Tuesday, March 05, 2013

Meet the Reference Books: Oxford Companion to Philosophy

Meet the Reference Books introduces noteworthy encyclopedias, dictionaries, and other reference materials in Carmichael Library's print and digital collections.  Blog posts are contributed by student library employees as part of our Homegrown Book Reviews initiative.  
This post is written by Elizabeth Layton, a history major who plans to go to graduate school to become a librarian.  The Oxford Companion to Philosophy is available in digital format through the Virtual Reference Shelf and in our print reference collection (Call Number: B51 .O94).


Whether you’re just beginning to get your feet wet in the pool of philosophy or if you are a veteran philosophe, the Oxford Companion to Philosophy is an amazing book for you. Published in 1995 and compiled by Ted Honderich, this gem of a companion is much more than meets the eye. Not only does it cover the major and minor philosophers, it also alphabetically organizes all of the major arguments and schools of thought within philosophy today as well as throughout history.

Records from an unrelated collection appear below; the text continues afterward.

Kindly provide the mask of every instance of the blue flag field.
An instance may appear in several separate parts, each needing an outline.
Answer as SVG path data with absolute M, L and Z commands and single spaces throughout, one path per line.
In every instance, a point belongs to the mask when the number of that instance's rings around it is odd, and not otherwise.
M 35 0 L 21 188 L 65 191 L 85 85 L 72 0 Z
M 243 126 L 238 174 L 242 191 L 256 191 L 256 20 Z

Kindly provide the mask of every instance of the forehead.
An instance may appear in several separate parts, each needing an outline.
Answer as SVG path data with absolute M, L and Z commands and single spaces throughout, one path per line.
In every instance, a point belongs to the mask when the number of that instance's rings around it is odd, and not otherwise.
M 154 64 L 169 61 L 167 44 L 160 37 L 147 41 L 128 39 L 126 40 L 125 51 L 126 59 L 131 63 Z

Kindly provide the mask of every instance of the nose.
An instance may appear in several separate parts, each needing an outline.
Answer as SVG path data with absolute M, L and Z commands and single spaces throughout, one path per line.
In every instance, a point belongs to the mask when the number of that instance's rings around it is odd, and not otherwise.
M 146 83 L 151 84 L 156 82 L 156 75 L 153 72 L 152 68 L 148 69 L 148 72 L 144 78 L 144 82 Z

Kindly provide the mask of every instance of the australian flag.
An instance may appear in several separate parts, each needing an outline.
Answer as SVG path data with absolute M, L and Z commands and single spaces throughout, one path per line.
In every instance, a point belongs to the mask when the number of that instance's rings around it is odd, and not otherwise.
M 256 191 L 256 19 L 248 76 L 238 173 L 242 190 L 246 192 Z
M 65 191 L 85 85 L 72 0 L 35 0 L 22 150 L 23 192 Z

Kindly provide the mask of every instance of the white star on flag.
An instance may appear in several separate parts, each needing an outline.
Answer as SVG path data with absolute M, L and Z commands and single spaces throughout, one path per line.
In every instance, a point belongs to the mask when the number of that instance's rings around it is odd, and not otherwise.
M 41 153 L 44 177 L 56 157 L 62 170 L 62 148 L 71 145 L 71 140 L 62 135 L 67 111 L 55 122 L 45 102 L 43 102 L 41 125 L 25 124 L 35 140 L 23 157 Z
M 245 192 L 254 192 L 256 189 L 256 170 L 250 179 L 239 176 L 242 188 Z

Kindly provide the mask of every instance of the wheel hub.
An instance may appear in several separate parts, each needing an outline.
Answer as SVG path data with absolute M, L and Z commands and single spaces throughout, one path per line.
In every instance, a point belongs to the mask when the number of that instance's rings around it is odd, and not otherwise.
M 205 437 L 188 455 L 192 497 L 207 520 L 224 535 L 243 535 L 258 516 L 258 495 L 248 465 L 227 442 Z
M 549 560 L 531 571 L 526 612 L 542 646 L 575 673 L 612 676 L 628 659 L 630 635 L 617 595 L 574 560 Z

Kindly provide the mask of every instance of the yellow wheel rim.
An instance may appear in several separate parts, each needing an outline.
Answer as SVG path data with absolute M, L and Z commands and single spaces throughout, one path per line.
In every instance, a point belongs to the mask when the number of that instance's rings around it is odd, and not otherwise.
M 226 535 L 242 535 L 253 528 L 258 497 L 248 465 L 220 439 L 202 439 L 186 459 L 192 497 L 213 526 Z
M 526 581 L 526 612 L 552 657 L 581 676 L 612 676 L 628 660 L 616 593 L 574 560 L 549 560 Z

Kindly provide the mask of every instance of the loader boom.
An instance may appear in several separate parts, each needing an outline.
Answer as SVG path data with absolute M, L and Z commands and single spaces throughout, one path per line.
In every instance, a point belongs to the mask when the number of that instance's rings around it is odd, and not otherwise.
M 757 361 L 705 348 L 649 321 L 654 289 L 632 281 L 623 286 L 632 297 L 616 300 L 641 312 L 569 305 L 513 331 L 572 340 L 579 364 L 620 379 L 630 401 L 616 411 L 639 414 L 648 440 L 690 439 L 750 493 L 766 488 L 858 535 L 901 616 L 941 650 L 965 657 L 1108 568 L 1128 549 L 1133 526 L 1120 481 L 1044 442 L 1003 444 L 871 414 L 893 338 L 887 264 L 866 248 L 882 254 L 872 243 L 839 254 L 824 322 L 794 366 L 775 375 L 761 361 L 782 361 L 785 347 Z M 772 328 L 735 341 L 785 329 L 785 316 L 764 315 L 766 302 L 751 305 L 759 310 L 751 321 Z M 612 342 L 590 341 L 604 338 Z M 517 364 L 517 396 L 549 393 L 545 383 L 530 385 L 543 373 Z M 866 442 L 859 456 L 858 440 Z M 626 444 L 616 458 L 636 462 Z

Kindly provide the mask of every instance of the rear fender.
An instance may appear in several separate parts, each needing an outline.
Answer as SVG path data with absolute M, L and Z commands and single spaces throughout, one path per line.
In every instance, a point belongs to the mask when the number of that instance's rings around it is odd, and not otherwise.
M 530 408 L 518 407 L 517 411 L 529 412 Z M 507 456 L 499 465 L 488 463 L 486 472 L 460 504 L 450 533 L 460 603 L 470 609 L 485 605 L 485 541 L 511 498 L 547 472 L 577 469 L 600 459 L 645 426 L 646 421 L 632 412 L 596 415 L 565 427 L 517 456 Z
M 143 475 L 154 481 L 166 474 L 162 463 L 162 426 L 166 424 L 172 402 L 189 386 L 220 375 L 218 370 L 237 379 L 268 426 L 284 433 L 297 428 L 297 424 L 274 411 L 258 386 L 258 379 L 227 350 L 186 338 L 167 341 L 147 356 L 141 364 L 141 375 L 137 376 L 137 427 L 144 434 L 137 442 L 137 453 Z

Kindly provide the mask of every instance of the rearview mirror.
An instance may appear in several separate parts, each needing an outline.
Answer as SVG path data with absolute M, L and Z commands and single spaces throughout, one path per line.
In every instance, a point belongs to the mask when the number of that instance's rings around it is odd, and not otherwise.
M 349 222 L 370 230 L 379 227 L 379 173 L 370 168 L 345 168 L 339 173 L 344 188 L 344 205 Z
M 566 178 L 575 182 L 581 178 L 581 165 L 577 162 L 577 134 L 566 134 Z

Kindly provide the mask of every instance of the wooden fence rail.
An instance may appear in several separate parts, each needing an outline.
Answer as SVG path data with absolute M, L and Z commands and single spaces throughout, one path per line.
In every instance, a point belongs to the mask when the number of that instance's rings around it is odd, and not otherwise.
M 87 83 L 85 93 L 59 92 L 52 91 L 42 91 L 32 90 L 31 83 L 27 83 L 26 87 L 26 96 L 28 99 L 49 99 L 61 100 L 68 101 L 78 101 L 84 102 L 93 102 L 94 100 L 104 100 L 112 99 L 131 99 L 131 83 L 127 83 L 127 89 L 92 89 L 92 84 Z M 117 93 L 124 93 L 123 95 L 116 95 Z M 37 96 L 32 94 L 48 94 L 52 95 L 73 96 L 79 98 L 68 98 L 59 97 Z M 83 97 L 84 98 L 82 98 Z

While many people believe that books about philosophy are just for philosophy classes and majors, this is simply not the case. There is a philosophy to everything under the sun. There is a military philosophy; there has been a philosophy to how history should be viewed, to how the universe is established and even to argue whether or not we truly exist.  No matter what you are studying or teaching, the Oxford Companion to Philosophy can help you better understand your subject and assist you in looking at things from a different point of view.

And I know what you’re thinking, the idea of sitting back and contemplating the argument that we all only exist because of our own will, or debating that the only thing we experience together is primary characteristics (which was brought to our attention by John Locke by the way) but you can, and you do. We are all philosophers, lovers of knowledge, who strive to consume every nugget of information that we can. After all, this is why the professors are teaching and the students are attending classes, because we want to learn.

Within this encyclopedia, one of my favorite things that I have learned is metaphysical idealism versus metaphysical realism. In basic terms it is the argument of whether or not we actually have a soul, and if we do, where is it located? This argument has been made on both sides since the great philosophers Aristotle, Plato, and Socrates wrote their plays and studied in Greece. Some say that if the soul exists it must have mass, so where do we put the mass in our bodies? There are equally fascinating arguments as to where our souls are or where they go after we die. Does the soul exist? You be the judge: read the Oxford Companion to Philosophy, form your own opinions from those who have studied philosophy long before us, or learn from them and discover your own!